3.2.2 Bedrijfswoningen
Voor het bouwen van een bedrijfswoning gelden de volgende regels:
-
a. per bouwperceel is één bedrijfswoning toegestaan;
-
b. de inhoud van een bedrijfswoning mag niet meer bedragen dan 500 m³;
-
c. de goothooogte mag niet meer bedragen dan 5,5 meter;
-
d. de bouwhoogte mag niet meer bedragen dan 8,5 meter.
3.2.3 Bouwwerken, geen gebouwen zijnde
Voor het bouwen van bouwwerken, geen gebouwen zijnde gelden de volgende regels:
-
a. de bouwhoogte van erf- en terreinafscheidingen mag niet meer bedragen dan 2 meter, met dien verstande dat de hoogte voor erf- en terreinafscheidingen vóór de voorgevelrooilijn niet meer mag bedragen dan 1 meter;
-
b. de bouwhoogte van vlaggenmasten en antennes mag niet meer bedragen dan 5 meter;
-
c. de bouwhoogte van overige bouwwerken, geen gebouwen zijnde, mag niet meer bedragen dan 2 meter.
3.3 Nadere eisen
Burgemeester en wethouders kunnen nadere eisen stellen aan de plaats en de afmetingen van de bebouwing:
-
a. ter voorkoming van onevenredige aantasting van de gebruiksmogelijkheden en het woon- en leefklimaat van aangrenzende gronden en bouwwerken;
-
b. ter waarborging van de stedenbouwkundige kwaliteit en beeldkwaliteit van de naaste omgeving;
-
c. ter waarborging van de milieukwaliteit;
-
d. ter waarborging van de verkeersveiligheid;
-
e. ter waarborging van de sociale veiligheid;
-
f. ter waarborging van de brandveiligheid en rampenbestrijding;
-
g. ter waarborging van het woon- en leefklimaat.

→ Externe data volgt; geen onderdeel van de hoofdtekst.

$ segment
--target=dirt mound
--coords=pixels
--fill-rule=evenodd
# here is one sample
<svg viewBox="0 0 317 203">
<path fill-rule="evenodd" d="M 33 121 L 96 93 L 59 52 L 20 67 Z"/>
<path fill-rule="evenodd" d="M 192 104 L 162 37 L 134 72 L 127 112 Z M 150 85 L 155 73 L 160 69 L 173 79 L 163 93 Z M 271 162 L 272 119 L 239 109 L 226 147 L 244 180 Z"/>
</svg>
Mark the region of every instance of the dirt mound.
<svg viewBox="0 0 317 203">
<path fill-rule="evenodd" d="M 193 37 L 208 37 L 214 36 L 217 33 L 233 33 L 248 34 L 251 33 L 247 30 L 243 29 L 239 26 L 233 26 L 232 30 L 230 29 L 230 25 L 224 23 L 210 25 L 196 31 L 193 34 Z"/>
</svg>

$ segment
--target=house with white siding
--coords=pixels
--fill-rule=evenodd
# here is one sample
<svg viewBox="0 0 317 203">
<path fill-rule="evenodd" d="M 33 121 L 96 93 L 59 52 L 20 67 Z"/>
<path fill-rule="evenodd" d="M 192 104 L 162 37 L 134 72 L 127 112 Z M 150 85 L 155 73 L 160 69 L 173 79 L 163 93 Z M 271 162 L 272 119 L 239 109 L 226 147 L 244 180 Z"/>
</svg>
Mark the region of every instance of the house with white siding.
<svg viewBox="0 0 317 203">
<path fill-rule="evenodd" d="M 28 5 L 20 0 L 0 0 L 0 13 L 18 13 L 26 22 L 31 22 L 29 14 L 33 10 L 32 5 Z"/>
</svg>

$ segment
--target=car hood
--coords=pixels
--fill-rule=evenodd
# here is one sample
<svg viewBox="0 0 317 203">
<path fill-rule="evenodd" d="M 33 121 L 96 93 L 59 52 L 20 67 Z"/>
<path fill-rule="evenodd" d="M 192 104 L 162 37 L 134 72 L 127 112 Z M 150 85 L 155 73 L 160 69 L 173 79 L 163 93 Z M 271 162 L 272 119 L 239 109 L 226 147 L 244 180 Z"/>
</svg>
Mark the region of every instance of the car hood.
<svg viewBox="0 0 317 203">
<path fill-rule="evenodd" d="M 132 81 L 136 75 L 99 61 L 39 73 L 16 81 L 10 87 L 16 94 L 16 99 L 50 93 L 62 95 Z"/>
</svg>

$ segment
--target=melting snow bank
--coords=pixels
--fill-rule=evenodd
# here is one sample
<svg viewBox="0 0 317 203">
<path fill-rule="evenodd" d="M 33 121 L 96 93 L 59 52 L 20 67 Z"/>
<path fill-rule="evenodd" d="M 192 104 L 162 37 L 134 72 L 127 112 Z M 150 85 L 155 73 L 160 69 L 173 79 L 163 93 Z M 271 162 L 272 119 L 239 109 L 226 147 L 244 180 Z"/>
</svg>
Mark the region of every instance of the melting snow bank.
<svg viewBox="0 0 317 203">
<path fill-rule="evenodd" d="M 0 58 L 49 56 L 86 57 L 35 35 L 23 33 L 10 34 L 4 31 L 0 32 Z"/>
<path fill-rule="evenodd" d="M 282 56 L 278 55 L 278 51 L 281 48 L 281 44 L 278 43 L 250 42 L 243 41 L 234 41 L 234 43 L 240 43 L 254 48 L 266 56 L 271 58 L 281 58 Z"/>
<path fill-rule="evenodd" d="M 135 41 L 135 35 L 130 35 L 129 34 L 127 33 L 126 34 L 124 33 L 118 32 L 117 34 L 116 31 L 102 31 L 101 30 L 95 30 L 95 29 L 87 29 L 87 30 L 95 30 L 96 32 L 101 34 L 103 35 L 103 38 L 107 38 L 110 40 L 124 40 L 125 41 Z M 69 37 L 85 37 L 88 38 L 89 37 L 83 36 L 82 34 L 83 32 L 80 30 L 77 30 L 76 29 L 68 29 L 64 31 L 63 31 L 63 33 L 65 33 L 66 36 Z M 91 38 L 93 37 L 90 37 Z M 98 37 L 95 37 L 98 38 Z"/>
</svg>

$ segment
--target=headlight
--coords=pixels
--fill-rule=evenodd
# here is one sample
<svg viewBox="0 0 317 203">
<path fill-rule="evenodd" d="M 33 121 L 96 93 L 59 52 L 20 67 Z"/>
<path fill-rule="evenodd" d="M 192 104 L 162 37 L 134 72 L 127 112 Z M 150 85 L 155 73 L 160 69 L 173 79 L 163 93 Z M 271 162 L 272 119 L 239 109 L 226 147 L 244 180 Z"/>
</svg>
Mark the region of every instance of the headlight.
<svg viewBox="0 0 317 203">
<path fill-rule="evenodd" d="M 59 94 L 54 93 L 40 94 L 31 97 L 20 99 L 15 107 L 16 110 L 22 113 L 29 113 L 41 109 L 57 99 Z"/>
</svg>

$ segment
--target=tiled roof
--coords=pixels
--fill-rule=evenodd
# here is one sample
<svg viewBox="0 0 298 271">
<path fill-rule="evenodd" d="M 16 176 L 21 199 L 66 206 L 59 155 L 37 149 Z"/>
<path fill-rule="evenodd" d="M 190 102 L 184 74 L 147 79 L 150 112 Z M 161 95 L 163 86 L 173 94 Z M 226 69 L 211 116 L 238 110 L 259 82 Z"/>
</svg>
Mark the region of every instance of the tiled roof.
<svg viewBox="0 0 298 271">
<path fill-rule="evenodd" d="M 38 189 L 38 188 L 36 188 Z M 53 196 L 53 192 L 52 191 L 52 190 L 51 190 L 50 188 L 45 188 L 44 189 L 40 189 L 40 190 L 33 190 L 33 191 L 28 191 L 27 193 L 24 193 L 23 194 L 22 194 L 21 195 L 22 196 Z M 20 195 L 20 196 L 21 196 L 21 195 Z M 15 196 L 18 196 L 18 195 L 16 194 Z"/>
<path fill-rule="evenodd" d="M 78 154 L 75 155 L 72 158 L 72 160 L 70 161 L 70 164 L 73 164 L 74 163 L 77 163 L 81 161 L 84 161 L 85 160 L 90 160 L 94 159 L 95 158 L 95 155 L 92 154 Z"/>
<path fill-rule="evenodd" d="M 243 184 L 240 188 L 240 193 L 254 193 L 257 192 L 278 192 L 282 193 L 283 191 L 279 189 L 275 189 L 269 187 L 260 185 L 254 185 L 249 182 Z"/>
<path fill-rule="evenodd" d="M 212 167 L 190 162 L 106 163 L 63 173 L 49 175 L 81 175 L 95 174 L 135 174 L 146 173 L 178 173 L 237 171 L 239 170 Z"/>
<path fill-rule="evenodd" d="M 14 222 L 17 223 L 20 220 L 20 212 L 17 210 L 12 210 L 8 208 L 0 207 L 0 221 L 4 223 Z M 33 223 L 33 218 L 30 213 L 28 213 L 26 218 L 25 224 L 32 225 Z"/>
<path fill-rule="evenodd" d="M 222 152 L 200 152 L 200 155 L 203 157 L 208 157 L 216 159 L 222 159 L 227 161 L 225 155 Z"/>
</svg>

3.4 Specifieke gebruiksregels
Tot een strijdig gebruik van gronden en bouwwerken wordt in elk geval gerekend het gebruik voor:
-
a. geluidzoneringsplichtige inrichtingen;
-
b. bedrijven welke vallen onder het Besluit externe veiligheid inrichtingen (Bevi);
-
c. wonen, behoudens in een bedrijfswoning als bedoeld in artikel 3.1 sub c;
-
d. detailhandel;
-
e. horeca;
-
f. seksinrichtingen;
-
g. opslag binnen een afstand van 2 meter tot de perceelsgrenzen en voor de voorgevelrooilijn.